Posted by alexandra_k on December 20, 2004, at 0:46:29
In reply to Re: unresonableness » alexandra_k, posted by Dr. Bob on December 19, 2004, at 21:03:24
I thought about why I got so emotionally invested in these issues. Why I keep requiring reasons.
Wanting the power to block myself is probably like wanting the power to lock myself in my room. Self imposed punishment or whatever. So I can preempt you if I feel bad about something I have done. I thought it was just about deadlines, but then I realised I'd probably use it the other way too.
I think that Susan is a mirror for me. I really did think that nobody found @ss offensive and so I had sympathy for what looked (to me) like her acting out against what seemed to be an 'unreasonable' rule. But then I don't personally have a problem with the rule (it's not that hard to insert *'s) - so why was I protesting?
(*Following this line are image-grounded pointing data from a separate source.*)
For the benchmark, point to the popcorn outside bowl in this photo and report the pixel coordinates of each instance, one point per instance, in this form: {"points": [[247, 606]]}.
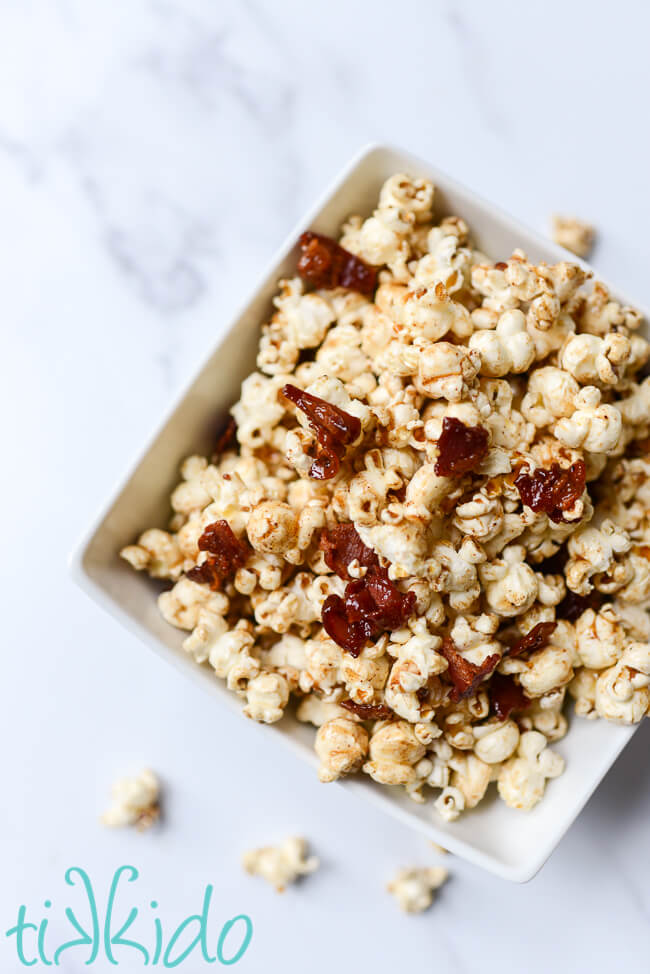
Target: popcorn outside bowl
{"points": [[508, 843]]}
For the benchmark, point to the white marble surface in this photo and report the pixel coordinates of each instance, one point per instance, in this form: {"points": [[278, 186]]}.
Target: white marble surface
{"points": [[152, 155]]}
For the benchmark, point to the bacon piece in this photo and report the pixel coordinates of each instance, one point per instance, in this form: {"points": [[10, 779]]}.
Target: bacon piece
{"points": [[226, 553], [537, 638], [370, 606], [341, 545], [506, 696], [334, 428], [368, 711], [325, 264], [464, 675], [552, 491], [460, 448]]}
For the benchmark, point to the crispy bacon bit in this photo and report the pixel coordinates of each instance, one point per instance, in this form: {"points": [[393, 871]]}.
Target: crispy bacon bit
{"points": [[464, 675], [370, 606], [226, 438], [368, 711], [341, 545], [326, 264], [506, 696], [572, 605], [552, 491], [537, 638], [334, 428], [226, 554], [461, 448]]}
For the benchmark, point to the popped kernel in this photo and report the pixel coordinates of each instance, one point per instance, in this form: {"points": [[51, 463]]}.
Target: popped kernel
{"points": [[281, 865], [426, 517], [414, 888], [134, 801]]}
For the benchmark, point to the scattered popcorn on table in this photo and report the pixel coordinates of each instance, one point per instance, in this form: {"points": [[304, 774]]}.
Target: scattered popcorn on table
{"points": [[427, 521], [414, 888], [281, 865], [576, 236], [135, 801]]}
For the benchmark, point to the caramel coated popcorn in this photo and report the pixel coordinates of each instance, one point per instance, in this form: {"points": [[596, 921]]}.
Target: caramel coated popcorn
{"points": [[415, 888], [281, 865], [428, 524], [134, 801]]}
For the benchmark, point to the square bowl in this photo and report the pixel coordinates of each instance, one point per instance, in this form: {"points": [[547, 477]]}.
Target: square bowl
{"points": [[512, 844]]}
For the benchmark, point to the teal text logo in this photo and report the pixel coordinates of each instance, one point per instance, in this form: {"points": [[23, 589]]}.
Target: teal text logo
{"points": [[104, 934]]}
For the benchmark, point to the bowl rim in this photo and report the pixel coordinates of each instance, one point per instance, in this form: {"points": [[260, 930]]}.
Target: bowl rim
{"points": [[528, 867]]}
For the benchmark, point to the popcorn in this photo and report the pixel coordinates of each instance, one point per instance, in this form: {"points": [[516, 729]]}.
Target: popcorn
{"points": [[592, 426], [509, 348], [592, 359], [574, 234], [267, 695], [281, 865], [551, 395], [496, 740], [445, 371], [394, 750], [341, 745], [476, 436], [511, 585], [450, 803], [522, 779], [414, 888], [135, 801], [157, 552], [622, 692]]}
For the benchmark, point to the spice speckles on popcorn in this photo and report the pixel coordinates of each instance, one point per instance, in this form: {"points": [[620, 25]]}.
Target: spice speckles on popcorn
{"points": [[428, 520]]}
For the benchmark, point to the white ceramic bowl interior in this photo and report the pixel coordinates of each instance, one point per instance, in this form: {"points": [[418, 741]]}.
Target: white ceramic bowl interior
{"points": [[511, 844]]}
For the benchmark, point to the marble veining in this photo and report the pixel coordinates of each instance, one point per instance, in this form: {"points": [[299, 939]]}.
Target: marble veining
{"points": [[153, 153]]}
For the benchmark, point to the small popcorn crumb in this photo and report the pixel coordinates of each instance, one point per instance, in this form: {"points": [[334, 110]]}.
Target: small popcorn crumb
{"points": [[281, 865], [135, 801], [576, 236], [439, 849], [414, 888]]}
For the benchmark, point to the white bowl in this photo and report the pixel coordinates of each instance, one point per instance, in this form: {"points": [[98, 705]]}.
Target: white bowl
{"points": [[511, 844]]}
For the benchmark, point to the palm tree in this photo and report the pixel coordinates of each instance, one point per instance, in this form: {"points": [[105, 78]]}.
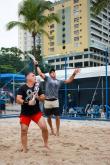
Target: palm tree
{"points": [[99, 5], [33, 12]]}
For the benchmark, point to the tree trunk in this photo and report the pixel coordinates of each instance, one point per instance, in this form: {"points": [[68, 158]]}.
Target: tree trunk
{"points": [[34, 45]]}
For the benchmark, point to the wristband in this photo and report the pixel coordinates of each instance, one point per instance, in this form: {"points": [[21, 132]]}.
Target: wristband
{"points": [[25, 102], [36, 65], [74, 74]]}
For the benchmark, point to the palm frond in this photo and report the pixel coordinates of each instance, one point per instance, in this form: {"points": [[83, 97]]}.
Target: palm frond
{"points": [[99, 5], [12, 24]]}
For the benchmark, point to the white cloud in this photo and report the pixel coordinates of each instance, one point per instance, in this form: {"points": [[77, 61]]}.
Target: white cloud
{"points": [[8, 12]]}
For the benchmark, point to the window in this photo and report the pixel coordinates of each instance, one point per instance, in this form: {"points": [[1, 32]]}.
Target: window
{"points": [[63, 35], [78, 64], [63, 17], [63, 10], [62, 59], [51, 31], [51, 43], [71, 65], [57, 67], [78, 57], [86, 56], [76, 25], [63, 41], [76, 38], [63, 29], [51, 26], [51, 49], [76, 19], [52, 9], [86, 64], [57, 60], [76, 44], [51, 37], [76, 8], [76, 1], [64, 47], [71, 58], [50, 61], [63, 23], [76, 32], [91, 63]]}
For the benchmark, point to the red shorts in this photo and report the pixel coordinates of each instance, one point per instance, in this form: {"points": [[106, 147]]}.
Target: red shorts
{"points": [[27, 119]]}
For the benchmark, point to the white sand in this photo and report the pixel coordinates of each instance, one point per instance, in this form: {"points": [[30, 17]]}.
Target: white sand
{"points": [[80, 143]]}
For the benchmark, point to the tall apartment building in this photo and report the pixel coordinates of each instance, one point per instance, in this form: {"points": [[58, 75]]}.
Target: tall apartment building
{"points": [[80, 37], [25, 40]]}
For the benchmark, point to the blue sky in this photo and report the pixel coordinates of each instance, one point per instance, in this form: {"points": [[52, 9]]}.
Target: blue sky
{"points": [[8, 12]]}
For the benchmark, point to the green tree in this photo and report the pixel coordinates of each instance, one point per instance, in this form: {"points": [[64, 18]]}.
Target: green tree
{"points": [[11, 60], [99, 5], [35, 19]]}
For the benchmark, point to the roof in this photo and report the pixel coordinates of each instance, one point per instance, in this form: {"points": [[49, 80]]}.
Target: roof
{"points": [[84, 73], [18, 77]]}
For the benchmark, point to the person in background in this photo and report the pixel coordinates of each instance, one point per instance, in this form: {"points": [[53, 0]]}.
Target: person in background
{"points": [[51, 104], [28, 96]]}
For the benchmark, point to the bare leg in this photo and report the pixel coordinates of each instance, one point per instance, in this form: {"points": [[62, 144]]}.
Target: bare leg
{"points": [[24, 130], [57, 125], [43, 127], [49, 120]]}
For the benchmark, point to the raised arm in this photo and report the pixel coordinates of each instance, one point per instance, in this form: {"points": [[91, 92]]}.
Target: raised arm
{"points": [[19, 99], [39, 70], [71, 78]]}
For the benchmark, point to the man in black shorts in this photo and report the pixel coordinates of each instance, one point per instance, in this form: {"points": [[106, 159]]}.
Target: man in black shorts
{"points": [[28, 96], [51, 103]]}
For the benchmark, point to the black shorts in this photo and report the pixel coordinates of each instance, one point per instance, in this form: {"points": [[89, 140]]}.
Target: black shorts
{"points": [[53, 111]]}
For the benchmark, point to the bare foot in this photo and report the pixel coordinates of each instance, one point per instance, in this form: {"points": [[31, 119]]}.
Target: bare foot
{"points": [[47, 147], [57, 134], [25, 150], [53, 133]]}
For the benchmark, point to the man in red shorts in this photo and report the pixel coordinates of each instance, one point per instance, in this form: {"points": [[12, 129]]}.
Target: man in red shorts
{"points": [[28, 96]]}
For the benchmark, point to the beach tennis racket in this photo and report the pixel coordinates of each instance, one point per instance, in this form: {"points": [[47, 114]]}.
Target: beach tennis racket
{"points": [[32, 57]]}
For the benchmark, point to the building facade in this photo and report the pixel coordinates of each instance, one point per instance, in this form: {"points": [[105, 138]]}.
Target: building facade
{"points": [[79, 39], [25, 40]]}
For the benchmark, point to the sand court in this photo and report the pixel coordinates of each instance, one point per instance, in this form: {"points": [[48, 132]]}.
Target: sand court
{"points": [[80, 143]]}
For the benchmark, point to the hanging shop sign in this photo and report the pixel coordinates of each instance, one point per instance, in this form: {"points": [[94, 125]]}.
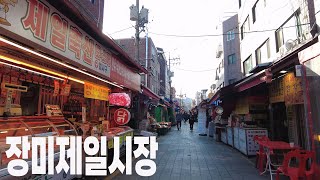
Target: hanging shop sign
{"points": [[42, 24], [276, 91], [94, 91], [122, 116], [65, 90], [293, 91], [56, 88], [242, 105]]}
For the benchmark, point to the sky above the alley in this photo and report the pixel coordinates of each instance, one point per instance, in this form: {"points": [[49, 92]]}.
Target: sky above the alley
{"points": [[177, 17]]}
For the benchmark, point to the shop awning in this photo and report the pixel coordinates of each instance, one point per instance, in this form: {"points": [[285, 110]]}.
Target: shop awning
{"points": [[146, 91], [167, 103], [250, 81], [215, 97], [291, 59]]}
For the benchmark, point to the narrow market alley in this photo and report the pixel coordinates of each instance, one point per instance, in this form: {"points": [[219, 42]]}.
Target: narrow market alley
{"points": [[186, 155]]}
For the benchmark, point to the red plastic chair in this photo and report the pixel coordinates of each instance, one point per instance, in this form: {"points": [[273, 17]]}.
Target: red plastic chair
{"points": [[293, 172], [309, 155], [260, 155]]}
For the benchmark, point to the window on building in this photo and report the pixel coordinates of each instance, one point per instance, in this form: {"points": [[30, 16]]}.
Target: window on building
{"points": [[232, 59], [245, 27], [257, 10], [283, 34], [263, 52], [230, 35], [231, 81], [247, 65], [217, 74]]}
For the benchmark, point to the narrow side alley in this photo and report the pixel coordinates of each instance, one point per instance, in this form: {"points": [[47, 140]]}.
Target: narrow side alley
{"points": [[186, 155]]}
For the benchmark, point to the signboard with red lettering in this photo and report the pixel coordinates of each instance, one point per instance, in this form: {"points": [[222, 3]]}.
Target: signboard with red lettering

I guess I thought that it was unreasonable that someone would be blocked over something that nobody found offensive. I think I can take blocks very personally. Both mine and other peoples. I think I just took up what I thought to be her cause.
(If you read this Susan remember that we are talking about my screwey perceptions here).
Not the students board, though. I think that is different. I am getting really lonely over there by myself and I wish gg and Larry Hoover and others could join in. Don't care whether they have student email addresses or not, they have helped me heaps with students stuff.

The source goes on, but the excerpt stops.